More to the point, the old testament only required physical circumcision to receive the blessings, but the new requires SPIRITUAL CIRCUMCISION! And this is the answer to the question at hand.
Romans 2:28-29 For he is not a Jew, which is one outwardly; neither is that circumcision, which is outward in the flesh: But he is a Jew, which is one inwardly; AND CIRCUMCISION IS THAT OF THE HEART, IN THE SPIRIT, AND NOT IN THE LETTER; whose praise is not of men, but of God.

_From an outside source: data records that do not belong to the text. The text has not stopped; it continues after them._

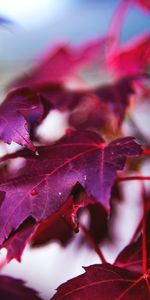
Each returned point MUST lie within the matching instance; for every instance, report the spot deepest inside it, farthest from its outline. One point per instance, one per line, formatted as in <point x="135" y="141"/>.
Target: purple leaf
<point x="41" y="187"/>
<point x="14" y="289"/>
<point x="105" y="282"/>
<point x="18" y="112"/>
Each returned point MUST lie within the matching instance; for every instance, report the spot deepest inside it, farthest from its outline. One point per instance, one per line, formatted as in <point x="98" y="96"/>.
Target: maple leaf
<point x="17" y="241"/>
<point x="103" y="107"/>
<point x="18" y="112"/>
<point x="131" y="257"/>
<point x="11" y="288"/>
<point x="41" y="187"/>
<point x="132" y="58"/>
<point x="105" y="282"/>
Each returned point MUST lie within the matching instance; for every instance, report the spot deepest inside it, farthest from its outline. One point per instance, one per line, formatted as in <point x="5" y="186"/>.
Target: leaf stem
<point x="138" y="177"/>
<point x="137" y="231"/>
<point x="93" y="243"/>
<point x="144" y="239"/>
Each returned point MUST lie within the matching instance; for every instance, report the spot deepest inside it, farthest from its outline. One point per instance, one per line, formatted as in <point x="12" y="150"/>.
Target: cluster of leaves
<point x="42" y="200"/>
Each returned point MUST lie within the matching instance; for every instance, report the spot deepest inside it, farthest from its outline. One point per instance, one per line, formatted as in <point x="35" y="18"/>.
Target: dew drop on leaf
<point x="68" y="131"/>
<point x="33" y="192"/>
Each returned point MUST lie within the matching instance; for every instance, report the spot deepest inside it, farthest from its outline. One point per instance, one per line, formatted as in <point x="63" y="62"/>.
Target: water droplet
<point x="68" y="131"/>
<point x="33" y="192"/>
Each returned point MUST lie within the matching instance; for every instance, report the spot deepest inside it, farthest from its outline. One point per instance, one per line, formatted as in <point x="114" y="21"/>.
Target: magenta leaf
<point x="59" y="62"/>
<point x="145" y="4"/>
<point x="18" y="112"/>
<point x="41" y="187"/>
<point x="105" y="282"/>
<point x="133" y="58"/>
<point x="17" y="241"/>
<point x="103" y="107"/>
<point x="14" y="289"/>
<point x="131" y="257"/>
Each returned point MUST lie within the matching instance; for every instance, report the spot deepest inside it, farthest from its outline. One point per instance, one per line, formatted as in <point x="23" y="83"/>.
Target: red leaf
<point x="131" y="257"/>
<point x="61" y="61"/>
<point x="16" y="243"/>
<point x="105" y="282"/>
<point x="43" y="185"/>
<point x="145" y="4"/>
<point x="103" y="107"/>
<point x="133" y="58"/>
<point x="20" y="109"/>
<point x="14" y="289"/>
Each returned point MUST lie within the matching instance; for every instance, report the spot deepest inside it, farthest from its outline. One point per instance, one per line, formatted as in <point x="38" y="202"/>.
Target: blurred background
<point x="29" y="28"/>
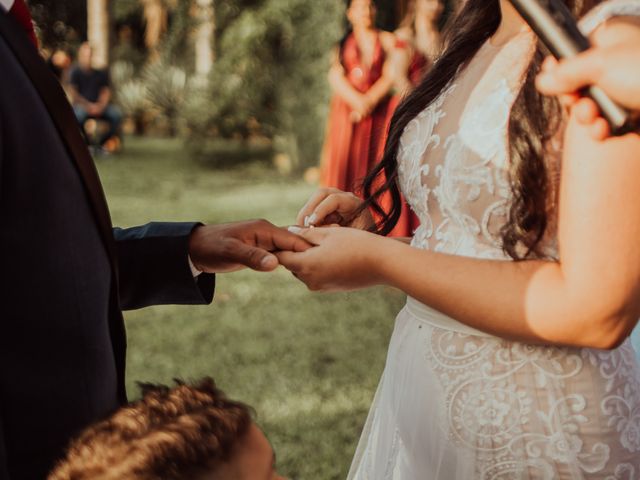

To allow you be a part of the old covenant and receive physical life, your parents would have circumcised you on the eight day, symbolizing your acceptance of the terms of the covenant, which was required for you to be a part of the physical nation of Israel. Your parents made a decision for you that bound you under the physical, outward terms of the law, such as “thou shalt not kill”. This can be enforced by the nation, and your parents, and is the flat minimum God requires of you to let you live.
But to before you become part of the new covenant, and receive spiritual life, and be a part of the spiritual nation of Israel, YOU must personally make the decision to allow God access to your heart. You cannot make it for your wife, or your children, but only for yourself. This decision will circumcise, not your flesh, but your heart, and obligate you to obey deeper laws such as “thou shalt not hate your brother in your heart”.
This decision cannot be enforced, or even observed, by your parents or the nation. It is between you and God. And until that happens, you are a “stranger of the covenant of promise” – the new, spiritual covenant – just as an Egyptian was a stranger to the old, physical covenant. And a stranger must not eat of the passover. (Exodus 12:48).
Before anyone was allowed to partake of the old passover, the passover that only purified the flesh (Hebrews 9:13), they had to circumcise that flesh. And before anyone may take of the new passover, the passover that purifies the spirit, they must circumcise their heart – the symbol of which is baptism.
Like it or not, your children are not born with circumcised hearts, and until that changes they would be eating and drinking the passover unworthily, and bring the judgment of God upon themselves (1 Corinthians 11:27-32). And what loving parent would put their child in that position?